Tuesday, October 27, 2015

Where My Girls At?

I like to jog in the summer sun on the manufactured pathway mostly of concrete that occasionally gives way to sandy pebbles that cushion my step. The paths follow the hills and knolls, valleys and peaks causing prayer to breakout mid stride. My niece joined me on one of my jaunts and assured me that there were no strides, only shuffles. The Auntie Shuffle. We never acknowledged that we were racing, but she did acknowledge that I had won; assuredly as the tortoise beat the hare. This was my path. Whose path? Auntie’s path.

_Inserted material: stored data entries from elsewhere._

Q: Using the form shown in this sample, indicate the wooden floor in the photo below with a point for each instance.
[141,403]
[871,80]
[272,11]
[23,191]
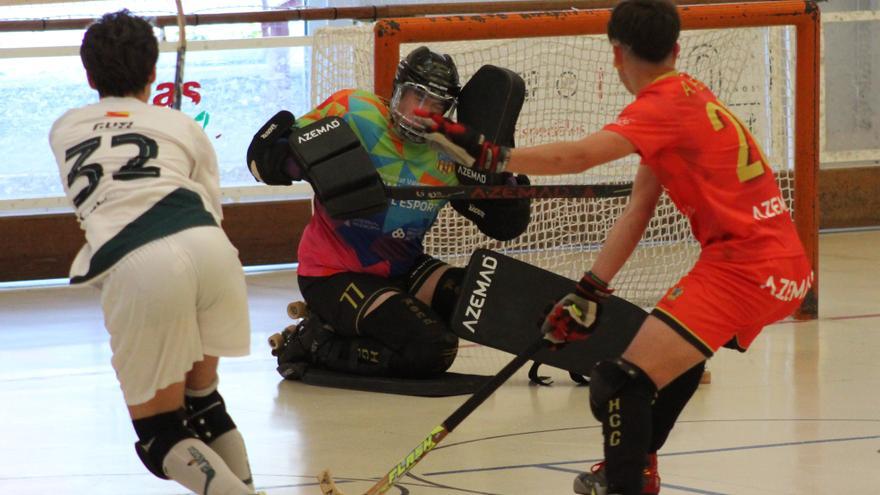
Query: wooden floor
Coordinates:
[798,414]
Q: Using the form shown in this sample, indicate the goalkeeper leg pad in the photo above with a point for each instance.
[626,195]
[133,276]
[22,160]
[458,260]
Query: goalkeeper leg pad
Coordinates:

From 2009 - 2011, I was consistently running, jogging, okay, shuffling at least four times a week, except during the winter (I’m dormant during cold air months). I even changed my diet and watched calories carefully counting them one by one while they awaited clearance. I lost a lot of weight. My skirts got shorter, my shirts shrunk to child size and local bars became familiar haunts. I may have hit send on some risqué selfies. I may have said “Yes, We Can!” more times than an Obama rally. I once wore my ten-year-old daughter’s gingham plaid shorts with a nostalgic tee of Linus and Snoopy to an adult nightclub. The thing about it is, I knew in the midst of all these “choices” that they were bad, but skinny me said, “IDGAF.”

Worse than my questionable wardrobe, was the sheer size of my head. Medium me has a medium sized head; little me has a Sasquatchian sized dome. Whenever I looked in the mirror, I became angered. How come nobody told me my noggin was the size of intergalactic spaceship? And that wasn’t even the kicker. All in all, if I could go back to the size I was in 2010 when people were fawning all over my weight loss, I wouldn’t. I could come to grips with my age, and just say no to poom poom shorts; I could even deal with being a walking bobble head; but it’s my breasts that make me lose all desire to be a weight that would make a model only fast for a fortnight.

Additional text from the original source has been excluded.